1. Objectives

The purpose of the course is to provide the participant with the tools to be able to do data analysis through Bayesian inference. At the end of the course, the participant must be able to do data analysis on a dataset of his/her own using Bayesian inference, with the following steps: 

• Clean, prepare and arrange data before any analysis. 

• Go from an equation specifying a concrete model to its representation in computer code. 

• Obtain estimates of the parameters of interest. 

• Graphically represent the results of the models and interpret the results.

 

2. Prerequisites 

Prior to the start of the course, participants must ensure the following: have R (and RStudio if it is the first time they are using R) and JAGS installed; have a dataset to be ready to be analyzed, and loaded into R; have some familiarity with basic R functions. 

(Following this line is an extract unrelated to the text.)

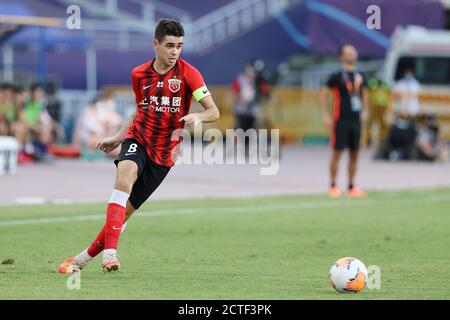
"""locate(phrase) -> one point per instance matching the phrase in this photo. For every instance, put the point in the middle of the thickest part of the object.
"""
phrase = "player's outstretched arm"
(110, 143)
(210, 114)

2.1 Install R, JAGS (and RStudio) 

Participants can use computers provided by the organization, but they are encouraged to bring their own laptops. In the latter case, the laptops have to have R and JAGS (RStudio) installed (in this order). 

• Install R from http://cran.r-project.org/ 

• Install JAGS from http://mcmc-jags.sourceforge.net/ 

• Install RStudio (Desktop) from http://www.rstudio.com/products/rstudio/download/ 

• Installing R and RStudio, explained: http://socserv.mcmaster.ca/jfox/Courses/R/ICPSR/R-install-instructions.html  

2.2 Bring a dataset 

The course includes access to prepared datasets, but in order to get the most of the course it is important that each participant brings at least one dataset of his/her own. The outcome / dependent variable has to be continuous, in order to follow most of the course, although other types of outcomes (binary, counts) will be covered in the later stages of the course. 

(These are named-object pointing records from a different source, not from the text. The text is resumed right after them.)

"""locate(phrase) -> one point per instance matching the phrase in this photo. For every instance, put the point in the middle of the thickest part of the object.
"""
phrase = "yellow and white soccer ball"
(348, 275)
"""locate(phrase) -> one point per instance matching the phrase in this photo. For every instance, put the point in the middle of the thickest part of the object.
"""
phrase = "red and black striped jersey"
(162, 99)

2.3 Be able to import the dataset into R 

The participant has to ensure that he/she is able to import a dataset from R. In general terms, the R Data Import/Export manual is useful: https://cran.r-project.org/doc/manuals/r-release/R-data.html

2.4 Understand some basic functions and operations 

The following functions have to be understood prior to start the course: c(), seq(), rep(), gl(), names(). It is important also to be familiar with R’s own logic of object selection using [ ] and conditionals. 

The following materials can be helpful for covering the aforementioned prerequisites: 

• Tutorial inside R itself http://swirlstats.com/. Course “R Programming”. 

• Very pedagogical guided course with exercises https://www.datacamp.com/courses/ introduction-to-r.

• Online tutorial http://www.r-tutor.com/r-introduction, part “R introduction”. 

• Online tutorial https://www.codeschool.com/courses/try-r

• Hands-on guide http://www.computerworld.com/article/2497143/business-intelligence-beginner-s-guide-to-r-introduction.html.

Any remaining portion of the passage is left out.